I am using "Azure Speech" to synthesize speech from a text input, and also to generate Viseme events with Blendshape data.
My settings are: Language: en-US. Voice name: en-US-DavisNeural
I am using the blendshape data as input to animate a 3D character in Unreal Engine. According to the documentation (https://learn.microsoft.com/en-us/azure/cognitive-services/speech-service/how-to-speech-synthesis-viseme?tabs=3dblendshapes&pivots=programming-language-python) the blendshapes have the same naming and order as the ARKit blendshapes, which makes it easy to drive a 3D character's facial animation.
I am attaching an example file with the blendshape data that were created by Azure Speech.
Blendshapes_Example.pdf
This is the input text: "Norway is a Scandinavian country located in Northern Europe. It is home to a population of 5.3 million people, and its capital city is Oslo. Norway is known for its stunning natural beauty, with mountains, fjords, and..."
The issues that I am facing are as follows:
- The "JawOpen" values are way too high throughout the whole list of viseme events, resulting in an animation with a very wide open mouth. I would expect the values to drop to almost zero, at least for some of the visemes.
- Most of the consonant visemes are not properly captured. All the "p", "b", "n", "m" etc sounds where the lips are supposed to touch dont have a good representation in the viseme data.
- Poor quality of viseme generation. The frequency of viseme events is not sufficient enough to capture the mouth motion. With 37 words in the input text, only 53 viseme events are recorded, giving an average of 1.4 visemes per word!
Here is a demonstration of the final animation (Note that I interpolate between blendshapes for a smoother animation):
https://youtu.be/Bxd_I6K8qHQ
I understand that the quality of viseme data depends on the quality of the speech synthesis. However, I cannot find any parameter or setting that could improve the quality of synthesis in a way that would have an effect on the quality of viseme data.
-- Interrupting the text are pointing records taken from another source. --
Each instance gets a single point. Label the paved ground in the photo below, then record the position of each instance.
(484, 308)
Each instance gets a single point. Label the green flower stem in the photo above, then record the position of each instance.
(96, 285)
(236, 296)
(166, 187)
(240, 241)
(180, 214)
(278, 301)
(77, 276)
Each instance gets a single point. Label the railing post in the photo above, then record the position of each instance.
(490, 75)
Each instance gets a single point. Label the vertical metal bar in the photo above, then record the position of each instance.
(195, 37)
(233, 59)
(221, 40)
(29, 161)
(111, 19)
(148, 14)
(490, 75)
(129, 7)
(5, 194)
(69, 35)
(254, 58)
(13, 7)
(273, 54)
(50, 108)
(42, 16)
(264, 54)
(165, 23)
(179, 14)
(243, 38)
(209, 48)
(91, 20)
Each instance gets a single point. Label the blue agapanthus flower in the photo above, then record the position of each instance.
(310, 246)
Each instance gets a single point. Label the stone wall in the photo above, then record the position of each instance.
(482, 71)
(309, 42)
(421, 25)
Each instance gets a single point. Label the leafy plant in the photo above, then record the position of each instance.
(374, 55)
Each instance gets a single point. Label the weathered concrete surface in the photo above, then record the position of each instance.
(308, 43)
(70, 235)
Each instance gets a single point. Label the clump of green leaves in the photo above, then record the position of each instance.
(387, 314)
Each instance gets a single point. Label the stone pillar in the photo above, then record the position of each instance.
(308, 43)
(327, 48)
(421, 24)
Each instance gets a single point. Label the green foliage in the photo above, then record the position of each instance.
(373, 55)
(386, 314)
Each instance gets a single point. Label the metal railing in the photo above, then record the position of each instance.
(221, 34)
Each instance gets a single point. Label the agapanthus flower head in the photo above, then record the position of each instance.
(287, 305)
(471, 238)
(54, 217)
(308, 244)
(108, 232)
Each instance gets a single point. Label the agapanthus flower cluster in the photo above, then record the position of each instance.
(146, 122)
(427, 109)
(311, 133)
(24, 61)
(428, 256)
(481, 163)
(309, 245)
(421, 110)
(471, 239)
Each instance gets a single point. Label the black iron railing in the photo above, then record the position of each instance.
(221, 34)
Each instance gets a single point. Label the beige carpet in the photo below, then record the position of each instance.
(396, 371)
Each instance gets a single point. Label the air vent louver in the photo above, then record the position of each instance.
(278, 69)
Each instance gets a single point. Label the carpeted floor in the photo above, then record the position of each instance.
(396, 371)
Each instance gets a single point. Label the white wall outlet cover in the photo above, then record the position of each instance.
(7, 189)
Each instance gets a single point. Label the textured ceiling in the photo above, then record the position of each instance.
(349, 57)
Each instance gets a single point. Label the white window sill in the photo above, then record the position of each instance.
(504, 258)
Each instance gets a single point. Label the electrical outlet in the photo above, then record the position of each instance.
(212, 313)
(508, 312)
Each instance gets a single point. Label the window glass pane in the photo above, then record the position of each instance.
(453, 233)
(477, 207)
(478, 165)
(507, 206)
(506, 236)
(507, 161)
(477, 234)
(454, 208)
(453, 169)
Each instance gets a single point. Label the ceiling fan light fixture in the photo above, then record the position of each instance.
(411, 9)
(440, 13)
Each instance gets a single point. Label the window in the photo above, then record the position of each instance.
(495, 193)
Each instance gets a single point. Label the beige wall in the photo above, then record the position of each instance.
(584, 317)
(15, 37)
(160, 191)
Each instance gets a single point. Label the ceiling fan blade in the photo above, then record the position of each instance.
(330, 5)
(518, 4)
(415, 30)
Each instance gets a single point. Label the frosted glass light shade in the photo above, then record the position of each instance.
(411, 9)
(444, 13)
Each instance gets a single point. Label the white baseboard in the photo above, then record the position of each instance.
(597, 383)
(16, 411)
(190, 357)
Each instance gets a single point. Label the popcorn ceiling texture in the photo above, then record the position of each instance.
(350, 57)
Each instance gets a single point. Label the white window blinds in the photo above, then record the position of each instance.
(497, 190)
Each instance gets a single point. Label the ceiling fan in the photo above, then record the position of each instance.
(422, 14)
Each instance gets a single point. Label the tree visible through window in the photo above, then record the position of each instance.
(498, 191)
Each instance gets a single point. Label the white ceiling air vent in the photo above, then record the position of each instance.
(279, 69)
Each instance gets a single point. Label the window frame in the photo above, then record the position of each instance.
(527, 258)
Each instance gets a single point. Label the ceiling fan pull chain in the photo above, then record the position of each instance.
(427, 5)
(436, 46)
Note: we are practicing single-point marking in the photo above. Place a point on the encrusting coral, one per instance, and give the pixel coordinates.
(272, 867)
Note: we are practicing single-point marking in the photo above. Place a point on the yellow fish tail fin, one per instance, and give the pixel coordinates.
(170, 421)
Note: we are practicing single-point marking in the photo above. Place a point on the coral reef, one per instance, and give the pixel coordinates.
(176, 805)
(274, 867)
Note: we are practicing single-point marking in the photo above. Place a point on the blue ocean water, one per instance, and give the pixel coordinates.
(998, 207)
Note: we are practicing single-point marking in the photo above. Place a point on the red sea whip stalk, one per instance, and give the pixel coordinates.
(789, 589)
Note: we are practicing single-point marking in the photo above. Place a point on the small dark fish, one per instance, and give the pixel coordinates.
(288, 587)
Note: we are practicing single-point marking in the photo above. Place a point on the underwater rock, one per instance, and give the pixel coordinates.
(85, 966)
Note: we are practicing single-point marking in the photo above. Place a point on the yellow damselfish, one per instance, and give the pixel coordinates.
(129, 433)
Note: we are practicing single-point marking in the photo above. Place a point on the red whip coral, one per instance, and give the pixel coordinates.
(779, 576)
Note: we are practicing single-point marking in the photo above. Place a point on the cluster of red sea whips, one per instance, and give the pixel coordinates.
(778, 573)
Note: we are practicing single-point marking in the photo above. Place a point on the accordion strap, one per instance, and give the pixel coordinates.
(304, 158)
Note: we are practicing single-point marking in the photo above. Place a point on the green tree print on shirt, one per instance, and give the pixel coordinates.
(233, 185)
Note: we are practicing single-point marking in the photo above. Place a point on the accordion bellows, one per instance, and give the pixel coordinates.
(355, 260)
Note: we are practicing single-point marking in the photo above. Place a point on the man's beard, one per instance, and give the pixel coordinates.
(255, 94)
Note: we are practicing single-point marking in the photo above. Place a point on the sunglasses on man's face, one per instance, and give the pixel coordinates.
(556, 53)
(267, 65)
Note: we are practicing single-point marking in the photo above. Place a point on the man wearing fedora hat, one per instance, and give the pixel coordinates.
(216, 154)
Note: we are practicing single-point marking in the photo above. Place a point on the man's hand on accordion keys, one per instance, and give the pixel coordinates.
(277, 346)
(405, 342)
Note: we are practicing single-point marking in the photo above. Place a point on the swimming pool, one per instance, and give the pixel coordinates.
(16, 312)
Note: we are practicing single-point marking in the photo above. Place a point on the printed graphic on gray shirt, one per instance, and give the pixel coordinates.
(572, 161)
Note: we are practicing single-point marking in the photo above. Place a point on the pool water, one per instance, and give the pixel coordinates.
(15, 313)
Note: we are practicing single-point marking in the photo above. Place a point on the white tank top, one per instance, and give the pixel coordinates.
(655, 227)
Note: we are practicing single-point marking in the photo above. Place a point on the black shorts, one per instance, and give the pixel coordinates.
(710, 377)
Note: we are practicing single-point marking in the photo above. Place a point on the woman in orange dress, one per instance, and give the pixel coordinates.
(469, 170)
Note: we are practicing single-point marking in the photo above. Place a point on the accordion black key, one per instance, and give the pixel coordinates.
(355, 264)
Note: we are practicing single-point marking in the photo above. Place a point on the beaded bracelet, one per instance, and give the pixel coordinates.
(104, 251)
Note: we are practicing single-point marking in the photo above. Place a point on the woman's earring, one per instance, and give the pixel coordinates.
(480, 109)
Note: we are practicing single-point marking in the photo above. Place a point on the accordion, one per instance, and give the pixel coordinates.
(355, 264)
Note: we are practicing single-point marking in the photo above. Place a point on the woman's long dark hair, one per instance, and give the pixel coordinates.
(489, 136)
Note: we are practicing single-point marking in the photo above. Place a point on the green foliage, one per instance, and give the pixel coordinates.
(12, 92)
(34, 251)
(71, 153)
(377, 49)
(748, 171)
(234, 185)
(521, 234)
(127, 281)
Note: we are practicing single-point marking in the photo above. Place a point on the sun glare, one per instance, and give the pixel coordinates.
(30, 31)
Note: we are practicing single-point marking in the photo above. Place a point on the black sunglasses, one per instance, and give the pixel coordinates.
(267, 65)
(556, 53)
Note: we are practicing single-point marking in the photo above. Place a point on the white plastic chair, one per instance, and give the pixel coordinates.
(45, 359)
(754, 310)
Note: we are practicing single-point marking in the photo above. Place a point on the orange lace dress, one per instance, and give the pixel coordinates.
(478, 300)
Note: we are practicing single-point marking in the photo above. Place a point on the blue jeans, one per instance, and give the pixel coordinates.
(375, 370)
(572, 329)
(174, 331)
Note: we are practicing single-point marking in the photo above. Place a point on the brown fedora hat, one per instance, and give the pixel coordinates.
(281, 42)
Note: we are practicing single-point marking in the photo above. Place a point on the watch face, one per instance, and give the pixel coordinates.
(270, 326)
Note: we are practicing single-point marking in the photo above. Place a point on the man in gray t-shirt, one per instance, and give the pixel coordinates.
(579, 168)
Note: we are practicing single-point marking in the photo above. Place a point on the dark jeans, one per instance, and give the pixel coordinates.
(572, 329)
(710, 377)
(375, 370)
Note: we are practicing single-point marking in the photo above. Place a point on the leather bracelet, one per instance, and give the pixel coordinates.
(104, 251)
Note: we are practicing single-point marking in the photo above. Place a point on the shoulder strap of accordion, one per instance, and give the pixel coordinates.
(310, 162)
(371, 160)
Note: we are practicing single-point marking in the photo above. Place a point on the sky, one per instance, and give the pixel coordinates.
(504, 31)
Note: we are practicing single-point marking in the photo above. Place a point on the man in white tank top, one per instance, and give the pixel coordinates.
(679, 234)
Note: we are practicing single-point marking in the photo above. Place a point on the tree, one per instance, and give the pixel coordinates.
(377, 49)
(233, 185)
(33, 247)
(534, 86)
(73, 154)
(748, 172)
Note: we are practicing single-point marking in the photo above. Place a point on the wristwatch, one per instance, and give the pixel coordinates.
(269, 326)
So my question is: Is there an inherent flaw in the way Azure text-to-speech generates blendshape viseme events? Or is there anything I need to change in the config settings (or something else), to get a better result?
This is the Python code I use, in case it might be of relevance:
speech_synthesizer = speechsdk.SpeechSynthesizer(speech_config=speech_config, audio_config=audio_config)
ssml = f'<speak version="1.0" xmlns="http://www.w3.org/2001/10/synthesis" xmlns:mstts="http://www.w3.org/2001/mstts" xml:lang="en-US"><voice name="en-US-DavisNeural"><mstts:viseme type="FacialExpression"/>{text}</voice></speak>'
Subscribe to animation received event
speech_synthesizer.synthesis_completed.connect(viseme_cb)
Subscribe to viseme received event
speech_synthesizer.viseme_received.connect(viseme_cb)
Synthesize speech from SSML
result = speech_synthesizer.speak_ssml_async(ssml).get()